As Albert Einstein say…
You can’t solve a problem using the same thinking that created it.
If we think vigilantism is a great temporary solution for the Philippines’ galloping crime problem, think again. More specifically think again differently.
At 70 years of age, Duterte is an old fart pitching old idiotic ideas to the Philippines’ intellectually-challenged electorate. And all the bobotante voters are eating it all up. Temporary solutions just won’t cut it in an age where there is an abundance of technological tools to help us come up with the right thinking and, out of that, the right solutions.
The Philippines will never catch up with the truly great countries of the world if its people remain addicted to temporary short-term solutions. All it can do is keep from falling further behind.
The trouble with us is this addiction to smallness of thinking seems to be cultural in nature. Indeed, it all comes back to our heritage of smallness — our fondness for tingi-tingi effort over projects that involve grand visions…

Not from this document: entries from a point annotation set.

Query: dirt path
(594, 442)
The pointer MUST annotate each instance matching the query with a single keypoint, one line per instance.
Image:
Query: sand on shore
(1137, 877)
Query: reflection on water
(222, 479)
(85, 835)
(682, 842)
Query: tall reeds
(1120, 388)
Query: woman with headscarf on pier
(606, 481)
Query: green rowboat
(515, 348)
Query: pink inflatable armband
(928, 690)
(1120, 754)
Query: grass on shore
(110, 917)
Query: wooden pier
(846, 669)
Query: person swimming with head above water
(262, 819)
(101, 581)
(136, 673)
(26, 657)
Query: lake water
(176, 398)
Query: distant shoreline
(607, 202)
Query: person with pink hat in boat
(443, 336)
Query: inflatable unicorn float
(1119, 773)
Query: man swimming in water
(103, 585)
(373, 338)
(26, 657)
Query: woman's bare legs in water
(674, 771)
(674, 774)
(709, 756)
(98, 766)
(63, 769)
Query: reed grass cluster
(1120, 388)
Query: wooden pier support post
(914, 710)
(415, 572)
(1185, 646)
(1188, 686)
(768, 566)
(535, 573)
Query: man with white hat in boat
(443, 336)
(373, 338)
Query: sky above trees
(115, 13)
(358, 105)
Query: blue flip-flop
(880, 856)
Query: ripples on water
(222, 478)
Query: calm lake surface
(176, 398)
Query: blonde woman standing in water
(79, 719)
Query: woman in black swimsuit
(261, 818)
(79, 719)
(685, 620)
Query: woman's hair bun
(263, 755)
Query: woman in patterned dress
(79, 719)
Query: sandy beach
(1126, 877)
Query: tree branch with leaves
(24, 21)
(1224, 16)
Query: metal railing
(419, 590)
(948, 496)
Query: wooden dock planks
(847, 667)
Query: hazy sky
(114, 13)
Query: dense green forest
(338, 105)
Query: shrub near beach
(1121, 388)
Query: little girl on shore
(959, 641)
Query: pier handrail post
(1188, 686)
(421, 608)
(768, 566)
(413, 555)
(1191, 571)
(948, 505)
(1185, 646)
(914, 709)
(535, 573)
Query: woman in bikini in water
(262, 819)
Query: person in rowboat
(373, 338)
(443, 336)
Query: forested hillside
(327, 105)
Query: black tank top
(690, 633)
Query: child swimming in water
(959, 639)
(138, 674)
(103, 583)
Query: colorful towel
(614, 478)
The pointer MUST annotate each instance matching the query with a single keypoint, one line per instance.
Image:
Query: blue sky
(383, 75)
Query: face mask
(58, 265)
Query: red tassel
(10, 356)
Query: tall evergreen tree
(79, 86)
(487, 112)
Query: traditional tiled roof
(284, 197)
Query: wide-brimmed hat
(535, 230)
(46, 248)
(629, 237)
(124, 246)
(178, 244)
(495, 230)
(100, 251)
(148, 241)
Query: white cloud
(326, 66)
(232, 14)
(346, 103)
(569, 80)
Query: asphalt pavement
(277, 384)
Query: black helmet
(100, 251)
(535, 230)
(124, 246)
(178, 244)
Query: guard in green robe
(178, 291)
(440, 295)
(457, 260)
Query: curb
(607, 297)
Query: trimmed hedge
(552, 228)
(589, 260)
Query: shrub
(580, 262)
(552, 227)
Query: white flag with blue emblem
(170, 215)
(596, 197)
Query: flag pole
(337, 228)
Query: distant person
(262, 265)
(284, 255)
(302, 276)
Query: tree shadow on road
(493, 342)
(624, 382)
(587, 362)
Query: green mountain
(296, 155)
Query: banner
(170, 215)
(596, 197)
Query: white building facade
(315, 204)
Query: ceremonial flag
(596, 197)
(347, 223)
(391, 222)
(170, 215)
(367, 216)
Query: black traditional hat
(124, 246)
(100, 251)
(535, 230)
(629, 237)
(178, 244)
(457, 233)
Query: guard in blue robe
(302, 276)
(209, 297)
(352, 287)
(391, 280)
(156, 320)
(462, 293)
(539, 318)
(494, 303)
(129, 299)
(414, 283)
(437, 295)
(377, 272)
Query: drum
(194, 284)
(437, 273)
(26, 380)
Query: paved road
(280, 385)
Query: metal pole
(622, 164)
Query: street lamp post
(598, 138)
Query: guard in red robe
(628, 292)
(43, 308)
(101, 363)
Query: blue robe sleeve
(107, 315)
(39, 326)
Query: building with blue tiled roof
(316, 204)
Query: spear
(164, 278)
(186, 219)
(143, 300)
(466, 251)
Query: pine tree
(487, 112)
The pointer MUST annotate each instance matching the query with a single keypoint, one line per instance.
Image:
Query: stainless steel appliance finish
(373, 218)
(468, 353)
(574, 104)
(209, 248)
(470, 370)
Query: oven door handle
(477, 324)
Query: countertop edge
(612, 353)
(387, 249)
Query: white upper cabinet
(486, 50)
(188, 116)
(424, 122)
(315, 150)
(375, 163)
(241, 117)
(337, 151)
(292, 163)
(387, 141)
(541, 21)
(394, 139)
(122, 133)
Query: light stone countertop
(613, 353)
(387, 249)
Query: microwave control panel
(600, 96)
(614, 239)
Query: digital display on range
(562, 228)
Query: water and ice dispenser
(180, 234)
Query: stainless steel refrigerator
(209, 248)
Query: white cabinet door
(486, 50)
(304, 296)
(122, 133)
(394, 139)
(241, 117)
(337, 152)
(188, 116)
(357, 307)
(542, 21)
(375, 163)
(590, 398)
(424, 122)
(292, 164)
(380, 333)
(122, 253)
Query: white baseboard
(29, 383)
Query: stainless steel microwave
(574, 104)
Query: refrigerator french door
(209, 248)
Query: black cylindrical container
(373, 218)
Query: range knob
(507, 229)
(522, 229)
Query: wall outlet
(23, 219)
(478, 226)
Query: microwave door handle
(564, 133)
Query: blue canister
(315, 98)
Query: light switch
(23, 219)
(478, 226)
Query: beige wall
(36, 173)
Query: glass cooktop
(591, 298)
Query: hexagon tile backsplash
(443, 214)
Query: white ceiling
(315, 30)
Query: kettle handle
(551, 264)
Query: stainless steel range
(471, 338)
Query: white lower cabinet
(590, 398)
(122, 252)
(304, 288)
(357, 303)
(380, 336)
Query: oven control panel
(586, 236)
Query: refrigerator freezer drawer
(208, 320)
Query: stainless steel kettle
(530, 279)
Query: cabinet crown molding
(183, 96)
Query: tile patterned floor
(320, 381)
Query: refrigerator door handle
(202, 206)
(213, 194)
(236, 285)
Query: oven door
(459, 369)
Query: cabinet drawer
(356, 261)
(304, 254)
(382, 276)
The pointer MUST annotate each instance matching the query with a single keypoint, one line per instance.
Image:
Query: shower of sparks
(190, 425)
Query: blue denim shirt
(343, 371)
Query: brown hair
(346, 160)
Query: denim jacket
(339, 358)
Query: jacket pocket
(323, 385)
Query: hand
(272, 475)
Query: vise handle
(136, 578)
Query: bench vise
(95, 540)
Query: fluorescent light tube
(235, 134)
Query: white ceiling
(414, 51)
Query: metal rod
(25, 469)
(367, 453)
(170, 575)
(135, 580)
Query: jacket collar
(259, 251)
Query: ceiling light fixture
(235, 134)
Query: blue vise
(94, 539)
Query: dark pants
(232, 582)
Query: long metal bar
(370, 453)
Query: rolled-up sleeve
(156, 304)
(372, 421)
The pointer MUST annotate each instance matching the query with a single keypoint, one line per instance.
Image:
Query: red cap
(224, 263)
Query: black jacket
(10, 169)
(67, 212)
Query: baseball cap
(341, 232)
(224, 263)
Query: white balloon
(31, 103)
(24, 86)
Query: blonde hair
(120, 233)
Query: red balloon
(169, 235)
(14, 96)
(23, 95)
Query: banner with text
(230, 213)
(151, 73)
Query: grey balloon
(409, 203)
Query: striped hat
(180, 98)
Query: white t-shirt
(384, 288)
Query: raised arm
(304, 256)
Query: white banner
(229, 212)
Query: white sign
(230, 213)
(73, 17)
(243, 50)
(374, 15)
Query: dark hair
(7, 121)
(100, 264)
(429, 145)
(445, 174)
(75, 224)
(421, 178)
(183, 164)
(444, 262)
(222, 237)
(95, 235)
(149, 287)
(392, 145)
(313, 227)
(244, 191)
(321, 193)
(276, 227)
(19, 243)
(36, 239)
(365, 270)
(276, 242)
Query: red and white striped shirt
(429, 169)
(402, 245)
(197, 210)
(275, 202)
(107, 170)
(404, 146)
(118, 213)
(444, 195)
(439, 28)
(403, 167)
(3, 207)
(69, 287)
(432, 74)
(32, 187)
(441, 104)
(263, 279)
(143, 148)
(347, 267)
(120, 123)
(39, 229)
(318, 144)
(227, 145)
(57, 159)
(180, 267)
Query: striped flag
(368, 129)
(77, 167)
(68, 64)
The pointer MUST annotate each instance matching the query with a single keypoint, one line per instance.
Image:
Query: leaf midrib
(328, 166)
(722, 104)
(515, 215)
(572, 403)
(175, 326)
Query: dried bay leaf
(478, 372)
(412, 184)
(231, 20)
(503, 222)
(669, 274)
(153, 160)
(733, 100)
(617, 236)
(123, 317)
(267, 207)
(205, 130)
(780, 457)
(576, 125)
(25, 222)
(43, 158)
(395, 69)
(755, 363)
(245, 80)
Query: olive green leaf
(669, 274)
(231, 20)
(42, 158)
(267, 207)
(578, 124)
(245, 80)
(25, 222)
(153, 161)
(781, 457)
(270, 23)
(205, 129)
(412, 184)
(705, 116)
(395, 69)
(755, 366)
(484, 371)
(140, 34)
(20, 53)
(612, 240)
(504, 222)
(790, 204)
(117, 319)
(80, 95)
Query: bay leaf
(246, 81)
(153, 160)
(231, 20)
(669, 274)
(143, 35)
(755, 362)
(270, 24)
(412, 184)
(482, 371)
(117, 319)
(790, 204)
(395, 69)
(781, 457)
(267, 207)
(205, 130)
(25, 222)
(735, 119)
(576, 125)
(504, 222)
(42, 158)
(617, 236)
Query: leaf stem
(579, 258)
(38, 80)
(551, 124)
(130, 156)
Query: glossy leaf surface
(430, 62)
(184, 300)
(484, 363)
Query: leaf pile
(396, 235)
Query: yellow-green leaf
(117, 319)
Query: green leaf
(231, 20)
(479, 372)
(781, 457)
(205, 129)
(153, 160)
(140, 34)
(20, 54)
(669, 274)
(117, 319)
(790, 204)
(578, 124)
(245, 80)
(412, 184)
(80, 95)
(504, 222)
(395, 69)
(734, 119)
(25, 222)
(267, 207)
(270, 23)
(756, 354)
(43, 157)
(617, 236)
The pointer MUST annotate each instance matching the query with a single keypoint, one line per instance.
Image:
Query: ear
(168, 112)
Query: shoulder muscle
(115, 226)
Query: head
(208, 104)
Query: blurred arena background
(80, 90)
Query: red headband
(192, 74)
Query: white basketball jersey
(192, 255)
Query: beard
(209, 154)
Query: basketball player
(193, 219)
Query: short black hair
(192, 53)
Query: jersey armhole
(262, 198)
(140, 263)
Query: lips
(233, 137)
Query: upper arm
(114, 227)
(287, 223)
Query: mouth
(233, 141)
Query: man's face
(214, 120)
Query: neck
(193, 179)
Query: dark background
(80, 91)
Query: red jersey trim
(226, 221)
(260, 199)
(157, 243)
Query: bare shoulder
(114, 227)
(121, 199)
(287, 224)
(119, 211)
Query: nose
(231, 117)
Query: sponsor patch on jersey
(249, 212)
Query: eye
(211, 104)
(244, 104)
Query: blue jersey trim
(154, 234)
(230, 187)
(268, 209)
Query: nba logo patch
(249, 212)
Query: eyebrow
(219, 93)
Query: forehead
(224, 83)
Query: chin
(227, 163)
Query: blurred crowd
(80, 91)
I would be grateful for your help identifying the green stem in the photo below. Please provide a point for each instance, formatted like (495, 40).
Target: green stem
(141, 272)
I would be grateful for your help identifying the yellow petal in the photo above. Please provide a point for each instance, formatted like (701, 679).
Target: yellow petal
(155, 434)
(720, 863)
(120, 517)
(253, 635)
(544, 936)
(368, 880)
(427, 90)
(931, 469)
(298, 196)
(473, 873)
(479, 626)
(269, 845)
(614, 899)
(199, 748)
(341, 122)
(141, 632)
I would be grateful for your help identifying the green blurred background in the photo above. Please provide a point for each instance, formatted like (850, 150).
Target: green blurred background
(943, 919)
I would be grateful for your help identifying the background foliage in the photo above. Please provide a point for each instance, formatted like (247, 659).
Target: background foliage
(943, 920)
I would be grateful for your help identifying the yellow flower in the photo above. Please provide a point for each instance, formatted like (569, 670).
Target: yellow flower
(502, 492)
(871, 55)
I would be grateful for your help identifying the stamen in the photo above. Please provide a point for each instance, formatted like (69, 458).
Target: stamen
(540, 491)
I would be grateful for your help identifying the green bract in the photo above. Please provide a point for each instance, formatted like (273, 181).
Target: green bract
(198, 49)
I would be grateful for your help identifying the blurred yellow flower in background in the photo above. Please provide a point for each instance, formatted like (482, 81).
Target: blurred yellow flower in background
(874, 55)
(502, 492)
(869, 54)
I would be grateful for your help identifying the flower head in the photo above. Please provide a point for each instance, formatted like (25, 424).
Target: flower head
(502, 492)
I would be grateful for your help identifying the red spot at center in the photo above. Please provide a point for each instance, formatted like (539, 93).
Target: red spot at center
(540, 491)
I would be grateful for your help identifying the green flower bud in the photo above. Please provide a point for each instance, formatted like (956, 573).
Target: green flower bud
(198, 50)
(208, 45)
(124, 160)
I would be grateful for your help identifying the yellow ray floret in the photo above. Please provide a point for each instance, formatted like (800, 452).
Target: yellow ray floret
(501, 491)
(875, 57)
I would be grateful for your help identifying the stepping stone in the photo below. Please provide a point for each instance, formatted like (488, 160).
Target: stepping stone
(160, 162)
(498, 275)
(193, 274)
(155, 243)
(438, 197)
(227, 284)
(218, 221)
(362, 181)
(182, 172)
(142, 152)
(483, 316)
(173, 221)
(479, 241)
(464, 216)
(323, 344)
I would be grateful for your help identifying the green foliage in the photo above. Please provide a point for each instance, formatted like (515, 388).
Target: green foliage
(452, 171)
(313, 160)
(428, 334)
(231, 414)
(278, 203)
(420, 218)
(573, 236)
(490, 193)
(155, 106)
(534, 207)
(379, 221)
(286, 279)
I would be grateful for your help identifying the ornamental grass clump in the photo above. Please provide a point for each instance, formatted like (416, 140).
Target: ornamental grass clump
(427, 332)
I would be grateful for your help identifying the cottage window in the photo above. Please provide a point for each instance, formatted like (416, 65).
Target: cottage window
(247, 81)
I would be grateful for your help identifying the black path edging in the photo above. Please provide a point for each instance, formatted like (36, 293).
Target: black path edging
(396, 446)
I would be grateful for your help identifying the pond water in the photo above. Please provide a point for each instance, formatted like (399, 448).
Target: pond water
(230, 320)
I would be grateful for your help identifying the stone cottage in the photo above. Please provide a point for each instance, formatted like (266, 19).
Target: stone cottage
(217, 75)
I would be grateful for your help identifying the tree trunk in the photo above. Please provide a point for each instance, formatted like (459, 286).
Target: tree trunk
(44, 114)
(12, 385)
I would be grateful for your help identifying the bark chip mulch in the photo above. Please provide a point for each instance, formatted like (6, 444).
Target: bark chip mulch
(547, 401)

Because we cannot unite for the large effort, even the small effort is increasingly beyond us. There is less to learn in our schools, but even this little is protested by our young as too hard. The falling line on the graph of effort is, alas, a recurring pattern in our history. Our artifacts but repeat a refrain of decline and fall, which wouldn’t be so sad if there had been a summit decline from, but the evidence is that we start small and end small without ever having scaled any peaks. Used only to the small effort, we are not, as a result, capable of the sustained effort and lose momentum fast. We have a term for it: ningas cogon.
Go to any exhibit of Philippine artifacts and the items that from our “cultural heritage” but confirm three theories about us, which should be stated again.
First: that the Filipino works best on small scale–tiny figurines, small pots, filigree work in gold or silver, decorative arabesques. The deduction here is that we feel adequate to the challenge of the small, but are cowed by the challenge of the big.
It is quite evident then that rampant crime is not really the problem. It is but a mere symptom of a deeper malaise that grips Philippine society. The real problem with the Philippines lies in the way Filipinos think. The only way Duterte’s precious vigilantism will cure that root cultural problem is if he points his thugs’ guns at stupid people — most specially the stupid people who support him.